[Top] [All Lists]

Re: tx_timeout and timer serialisation

To: andrewm@xxxxxxxxxx (Andrew Morton)
Subject: Re: tx_timeout and timer serialisation
From: kuznet@xxxxxxxxxxxxx
Date: Thu, 25 May 2000 22:31:42 +0400 (MSK DST)
Cc: netdev@xxxxxxxxxxx
In-reply-to: <3923F8CD.AECBDA6D@xxxxxxxxxx> from "Andrew Morton" at May 19, 0 00:06:05 am
Sender: owner-netdev@xxxxxxxxxxx

>         for (;;) {
>                 unsigned long flags;
>                 int running;
>                 spin_lock_irqsave(&timerlist_lock, flags);
> ** The timer handler could be running now. 

Of course!
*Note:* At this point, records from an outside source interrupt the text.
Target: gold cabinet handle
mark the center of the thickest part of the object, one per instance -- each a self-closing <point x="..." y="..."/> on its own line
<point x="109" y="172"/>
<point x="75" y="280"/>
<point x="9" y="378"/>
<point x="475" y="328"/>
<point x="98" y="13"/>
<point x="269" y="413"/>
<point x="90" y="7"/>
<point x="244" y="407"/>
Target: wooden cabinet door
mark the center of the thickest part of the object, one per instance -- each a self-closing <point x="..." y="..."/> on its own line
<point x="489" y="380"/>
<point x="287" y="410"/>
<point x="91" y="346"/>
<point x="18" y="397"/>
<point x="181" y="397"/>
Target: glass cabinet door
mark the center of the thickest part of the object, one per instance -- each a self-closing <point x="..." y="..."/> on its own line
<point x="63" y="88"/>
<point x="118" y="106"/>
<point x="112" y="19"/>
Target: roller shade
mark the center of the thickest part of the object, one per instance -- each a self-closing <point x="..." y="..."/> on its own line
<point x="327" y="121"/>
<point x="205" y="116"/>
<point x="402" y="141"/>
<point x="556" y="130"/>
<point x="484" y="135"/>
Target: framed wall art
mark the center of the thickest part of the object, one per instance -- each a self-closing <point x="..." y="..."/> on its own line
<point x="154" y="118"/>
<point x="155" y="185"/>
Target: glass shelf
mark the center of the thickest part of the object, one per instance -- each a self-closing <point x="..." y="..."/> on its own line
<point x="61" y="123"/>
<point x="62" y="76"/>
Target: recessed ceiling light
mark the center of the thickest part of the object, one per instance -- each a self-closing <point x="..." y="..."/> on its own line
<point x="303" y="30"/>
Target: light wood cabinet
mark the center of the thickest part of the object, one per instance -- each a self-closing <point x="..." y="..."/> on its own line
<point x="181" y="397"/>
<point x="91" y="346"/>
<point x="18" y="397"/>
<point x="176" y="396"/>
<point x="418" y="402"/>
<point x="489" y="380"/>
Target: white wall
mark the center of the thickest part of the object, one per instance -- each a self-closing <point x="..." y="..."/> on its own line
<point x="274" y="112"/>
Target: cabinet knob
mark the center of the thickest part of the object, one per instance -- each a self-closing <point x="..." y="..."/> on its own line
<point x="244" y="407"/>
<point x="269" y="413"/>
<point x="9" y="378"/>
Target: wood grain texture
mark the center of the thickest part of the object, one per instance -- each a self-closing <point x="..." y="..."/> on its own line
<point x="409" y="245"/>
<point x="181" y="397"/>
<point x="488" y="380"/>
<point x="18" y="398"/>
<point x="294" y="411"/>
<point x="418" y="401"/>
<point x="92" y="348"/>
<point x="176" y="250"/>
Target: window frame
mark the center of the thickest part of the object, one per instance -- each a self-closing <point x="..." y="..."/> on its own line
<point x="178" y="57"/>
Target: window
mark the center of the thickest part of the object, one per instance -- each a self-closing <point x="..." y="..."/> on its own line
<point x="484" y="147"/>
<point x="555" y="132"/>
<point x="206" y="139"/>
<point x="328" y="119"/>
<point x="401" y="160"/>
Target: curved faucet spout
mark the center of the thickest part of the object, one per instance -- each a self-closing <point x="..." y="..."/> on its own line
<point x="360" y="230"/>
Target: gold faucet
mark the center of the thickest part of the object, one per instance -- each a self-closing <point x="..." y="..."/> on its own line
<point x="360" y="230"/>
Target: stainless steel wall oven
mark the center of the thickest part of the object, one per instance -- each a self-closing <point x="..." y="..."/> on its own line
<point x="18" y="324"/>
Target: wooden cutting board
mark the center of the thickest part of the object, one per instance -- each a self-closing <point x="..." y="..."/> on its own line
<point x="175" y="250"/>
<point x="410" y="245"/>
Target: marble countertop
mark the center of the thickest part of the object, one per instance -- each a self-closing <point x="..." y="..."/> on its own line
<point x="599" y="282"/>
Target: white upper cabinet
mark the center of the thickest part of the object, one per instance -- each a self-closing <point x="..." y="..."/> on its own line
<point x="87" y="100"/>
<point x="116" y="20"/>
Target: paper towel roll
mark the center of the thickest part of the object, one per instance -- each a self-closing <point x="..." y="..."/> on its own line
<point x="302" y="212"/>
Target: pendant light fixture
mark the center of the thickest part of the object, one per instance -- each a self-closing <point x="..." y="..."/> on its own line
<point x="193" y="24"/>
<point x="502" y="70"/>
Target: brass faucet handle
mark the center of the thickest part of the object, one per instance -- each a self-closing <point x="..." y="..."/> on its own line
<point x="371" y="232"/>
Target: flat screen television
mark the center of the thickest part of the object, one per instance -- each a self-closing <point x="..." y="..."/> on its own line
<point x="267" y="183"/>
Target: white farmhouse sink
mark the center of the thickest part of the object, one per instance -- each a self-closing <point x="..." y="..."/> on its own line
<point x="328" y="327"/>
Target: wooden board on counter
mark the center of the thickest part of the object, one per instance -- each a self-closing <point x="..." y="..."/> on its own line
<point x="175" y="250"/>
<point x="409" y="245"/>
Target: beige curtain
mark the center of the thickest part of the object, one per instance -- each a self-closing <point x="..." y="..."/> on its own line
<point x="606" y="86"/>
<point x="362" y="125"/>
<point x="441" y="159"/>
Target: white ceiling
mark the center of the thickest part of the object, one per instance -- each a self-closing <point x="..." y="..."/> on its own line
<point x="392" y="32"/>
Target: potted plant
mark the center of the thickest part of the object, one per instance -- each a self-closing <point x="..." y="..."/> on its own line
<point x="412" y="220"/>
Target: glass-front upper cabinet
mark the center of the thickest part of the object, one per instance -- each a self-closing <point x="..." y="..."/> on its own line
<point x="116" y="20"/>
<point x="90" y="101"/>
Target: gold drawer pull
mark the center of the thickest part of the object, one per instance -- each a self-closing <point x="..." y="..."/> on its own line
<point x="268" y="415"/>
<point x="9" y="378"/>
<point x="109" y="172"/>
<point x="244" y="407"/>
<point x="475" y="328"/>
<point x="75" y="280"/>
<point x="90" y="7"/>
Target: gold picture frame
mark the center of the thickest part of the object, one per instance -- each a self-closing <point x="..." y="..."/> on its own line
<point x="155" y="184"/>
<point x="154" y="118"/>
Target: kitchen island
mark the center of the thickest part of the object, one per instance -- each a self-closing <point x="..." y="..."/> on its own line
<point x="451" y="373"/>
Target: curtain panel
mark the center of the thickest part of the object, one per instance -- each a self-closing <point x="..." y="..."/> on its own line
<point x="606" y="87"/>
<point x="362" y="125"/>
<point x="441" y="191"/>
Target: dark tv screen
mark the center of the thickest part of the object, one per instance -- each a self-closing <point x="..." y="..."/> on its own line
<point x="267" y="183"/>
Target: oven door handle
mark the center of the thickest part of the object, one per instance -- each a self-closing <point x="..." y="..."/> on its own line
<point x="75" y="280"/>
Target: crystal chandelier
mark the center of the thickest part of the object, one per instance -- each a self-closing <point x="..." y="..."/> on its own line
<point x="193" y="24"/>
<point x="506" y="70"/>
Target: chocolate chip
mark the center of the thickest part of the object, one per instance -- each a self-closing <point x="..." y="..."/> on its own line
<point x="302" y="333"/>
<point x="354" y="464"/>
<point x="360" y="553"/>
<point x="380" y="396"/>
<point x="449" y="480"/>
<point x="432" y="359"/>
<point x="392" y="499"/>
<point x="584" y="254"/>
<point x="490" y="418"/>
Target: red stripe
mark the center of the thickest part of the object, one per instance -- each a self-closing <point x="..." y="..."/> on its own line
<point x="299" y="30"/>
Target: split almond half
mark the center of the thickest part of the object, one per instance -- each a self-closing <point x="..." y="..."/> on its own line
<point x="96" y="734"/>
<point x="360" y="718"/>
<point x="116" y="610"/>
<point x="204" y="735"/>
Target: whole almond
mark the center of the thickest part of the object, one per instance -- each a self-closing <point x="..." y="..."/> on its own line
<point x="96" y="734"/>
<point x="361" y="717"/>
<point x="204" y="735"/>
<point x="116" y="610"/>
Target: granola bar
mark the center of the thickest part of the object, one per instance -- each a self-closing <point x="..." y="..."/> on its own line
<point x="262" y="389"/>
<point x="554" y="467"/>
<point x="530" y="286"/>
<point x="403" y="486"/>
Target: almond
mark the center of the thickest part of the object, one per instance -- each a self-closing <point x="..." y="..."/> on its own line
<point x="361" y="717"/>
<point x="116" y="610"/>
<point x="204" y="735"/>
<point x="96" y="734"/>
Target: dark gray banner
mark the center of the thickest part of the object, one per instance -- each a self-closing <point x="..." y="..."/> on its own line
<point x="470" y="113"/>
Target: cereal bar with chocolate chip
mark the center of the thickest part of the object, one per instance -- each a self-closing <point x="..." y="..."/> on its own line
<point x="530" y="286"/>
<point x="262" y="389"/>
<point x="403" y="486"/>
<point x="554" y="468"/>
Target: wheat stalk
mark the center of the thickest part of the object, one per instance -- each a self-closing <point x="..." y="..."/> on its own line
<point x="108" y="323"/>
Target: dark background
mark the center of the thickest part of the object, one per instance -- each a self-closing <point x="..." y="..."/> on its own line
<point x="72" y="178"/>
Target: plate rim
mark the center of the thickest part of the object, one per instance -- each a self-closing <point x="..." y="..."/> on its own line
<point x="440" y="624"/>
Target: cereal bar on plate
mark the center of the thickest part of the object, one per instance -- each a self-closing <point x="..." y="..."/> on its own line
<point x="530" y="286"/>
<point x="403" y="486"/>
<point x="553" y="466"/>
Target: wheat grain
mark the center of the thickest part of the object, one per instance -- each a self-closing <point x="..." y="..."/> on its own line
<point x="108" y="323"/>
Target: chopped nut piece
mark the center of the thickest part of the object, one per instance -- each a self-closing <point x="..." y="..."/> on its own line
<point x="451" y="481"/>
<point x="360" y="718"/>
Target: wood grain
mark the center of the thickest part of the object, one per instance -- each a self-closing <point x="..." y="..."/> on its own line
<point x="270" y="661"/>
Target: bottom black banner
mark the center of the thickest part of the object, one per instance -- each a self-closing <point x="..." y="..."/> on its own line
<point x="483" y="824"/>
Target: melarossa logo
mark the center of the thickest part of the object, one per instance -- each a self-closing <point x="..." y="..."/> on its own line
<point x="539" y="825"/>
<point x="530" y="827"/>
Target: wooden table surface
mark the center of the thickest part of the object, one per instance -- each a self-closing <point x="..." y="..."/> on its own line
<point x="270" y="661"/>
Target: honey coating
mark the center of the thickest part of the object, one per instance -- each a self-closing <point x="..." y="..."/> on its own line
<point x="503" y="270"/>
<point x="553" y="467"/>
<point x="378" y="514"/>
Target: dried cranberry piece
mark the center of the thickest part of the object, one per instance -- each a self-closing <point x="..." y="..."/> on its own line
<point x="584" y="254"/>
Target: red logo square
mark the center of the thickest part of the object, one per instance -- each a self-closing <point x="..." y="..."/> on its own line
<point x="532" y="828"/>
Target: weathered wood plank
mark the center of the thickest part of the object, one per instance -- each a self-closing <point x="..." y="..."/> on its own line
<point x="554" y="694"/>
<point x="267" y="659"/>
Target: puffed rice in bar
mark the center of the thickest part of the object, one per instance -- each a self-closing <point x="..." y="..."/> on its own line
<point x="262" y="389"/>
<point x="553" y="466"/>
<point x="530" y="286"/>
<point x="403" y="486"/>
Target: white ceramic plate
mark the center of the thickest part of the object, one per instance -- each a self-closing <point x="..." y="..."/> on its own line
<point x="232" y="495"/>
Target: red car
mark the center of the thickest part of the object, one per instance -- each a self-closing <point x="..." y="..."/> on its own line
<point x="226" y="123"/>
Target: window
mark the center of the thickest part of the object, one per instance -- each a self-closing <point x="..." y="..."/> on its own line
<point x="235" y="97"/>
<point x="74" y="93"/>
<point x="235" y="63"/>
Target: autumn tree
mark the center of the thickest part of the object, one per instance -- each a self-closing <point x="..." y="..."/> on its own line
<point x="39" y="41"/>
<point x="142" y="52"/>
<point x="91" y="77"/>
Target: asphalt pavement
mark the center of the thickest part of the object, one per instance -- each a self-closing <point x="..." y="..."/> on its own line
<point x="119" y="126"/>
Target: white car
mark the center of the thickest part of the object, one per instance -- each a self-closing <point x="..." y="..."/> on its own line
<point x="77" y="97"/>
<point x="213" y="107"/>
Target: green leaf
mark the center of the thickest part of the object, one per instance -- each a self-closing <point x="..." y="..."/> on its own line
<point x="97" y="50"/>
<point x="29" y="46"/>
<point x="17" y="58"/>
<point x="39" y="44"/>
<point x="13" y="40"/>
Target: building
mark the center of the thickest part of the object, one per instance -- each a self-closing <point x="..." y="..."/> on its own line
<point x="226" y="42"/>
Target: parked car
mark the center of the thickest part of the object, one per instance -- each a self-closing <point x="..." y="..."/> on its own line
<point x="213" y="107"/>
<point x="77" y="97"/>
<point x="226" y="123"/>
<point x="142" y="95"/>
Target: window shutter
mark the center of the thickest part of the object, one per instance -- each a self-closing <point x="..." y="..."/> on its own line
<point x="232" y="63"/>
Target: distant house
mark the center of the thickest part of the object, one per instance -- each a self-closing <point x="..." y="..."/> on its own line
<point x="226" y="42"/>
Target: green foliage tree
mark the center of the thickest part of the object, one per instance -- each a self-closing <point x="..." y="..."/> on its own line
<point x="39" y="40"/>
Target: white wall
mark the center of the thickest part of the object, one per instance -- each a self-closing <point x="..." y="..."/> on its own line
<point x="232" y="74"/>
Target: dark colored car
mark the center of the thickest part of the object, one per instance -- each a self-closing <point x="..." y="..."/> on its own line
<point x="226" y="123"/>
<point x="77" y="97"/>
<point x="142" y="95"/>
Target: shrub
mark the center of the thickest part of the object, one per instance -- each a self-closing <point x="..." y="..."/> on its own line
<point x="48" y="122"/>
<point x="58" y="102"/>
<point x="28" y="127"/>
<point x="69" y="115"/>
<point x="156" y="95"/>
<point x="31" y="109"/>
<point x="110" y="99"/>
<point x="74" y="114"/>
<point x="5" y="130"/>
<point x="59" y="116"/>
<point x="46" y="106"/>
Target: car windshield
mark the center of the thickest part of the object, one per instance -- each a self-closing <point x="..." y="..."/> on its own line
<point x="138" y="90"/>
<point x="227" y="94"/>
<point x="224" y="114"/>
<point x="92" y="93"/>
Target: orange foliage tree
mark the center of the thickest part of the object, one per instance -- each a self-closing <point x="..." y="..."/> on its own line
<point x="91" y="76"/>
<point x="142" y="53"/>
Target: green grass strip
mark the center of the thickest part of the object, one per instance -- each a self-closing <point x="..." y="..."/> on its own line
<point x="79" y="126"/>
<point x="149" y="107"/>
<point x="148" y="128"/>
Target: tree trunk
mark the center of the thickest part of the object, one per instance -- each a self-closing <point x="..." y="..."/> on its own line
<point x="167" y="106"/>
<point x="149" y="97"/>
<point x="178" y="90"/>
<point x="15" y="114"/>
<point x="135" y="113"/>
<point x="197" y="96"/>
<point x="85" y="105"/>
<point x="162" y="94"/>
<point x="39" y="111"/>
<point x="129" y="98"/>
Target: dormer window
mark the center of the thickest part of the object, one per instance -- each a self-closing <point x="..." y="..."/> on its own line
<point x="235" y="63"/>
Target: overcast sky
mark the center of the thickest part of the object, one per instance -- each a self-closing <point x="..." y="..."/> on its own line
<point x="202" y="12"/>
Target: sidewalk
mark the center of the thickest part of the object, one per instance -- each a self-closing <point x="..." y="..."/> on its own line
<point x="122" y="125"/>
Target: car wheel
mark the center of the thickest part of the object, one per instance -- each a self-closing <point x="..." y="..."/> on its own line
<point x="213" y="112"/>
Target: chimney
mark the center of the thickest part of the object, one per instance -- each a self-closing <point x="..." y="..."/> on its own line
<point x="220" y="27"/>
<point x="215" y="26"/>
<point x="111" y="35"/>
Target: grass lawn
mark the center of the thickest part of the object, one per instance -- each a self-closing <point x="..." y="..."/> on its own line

It is exactly the situation, when del_timer_sync()
is different of del_timer().

>                                        It can delete the
>    timer and kfree it, or reuse its memory for something else,
>    or turn it into a semantically different timer **

Yes, and in this case you cannot use del_timer_sync() and
have to use generic reference counting scheme.

del_timer_sync() is used by process, which _owns_ this timer
and have exclusive right to destroy it. See?

If timer handler is self-restartable, del_timer_sync() guarantees that
timer is not running after exit from del_timer_sync(),
so that you may destroy it safely.

Another (more complicated) scheme is used by TCP (net/ipv4/tcp_timer.c),
by neighbour cache (core/neighbour.c) etc. In these cases timer
"thread" has equal rights with process threads and we have to use
exact reference counting to wait for last timer user.
del_timer_sync() does nothing useful in this case, but it also does not fail,
because anyone operating on timer holds it with reference count.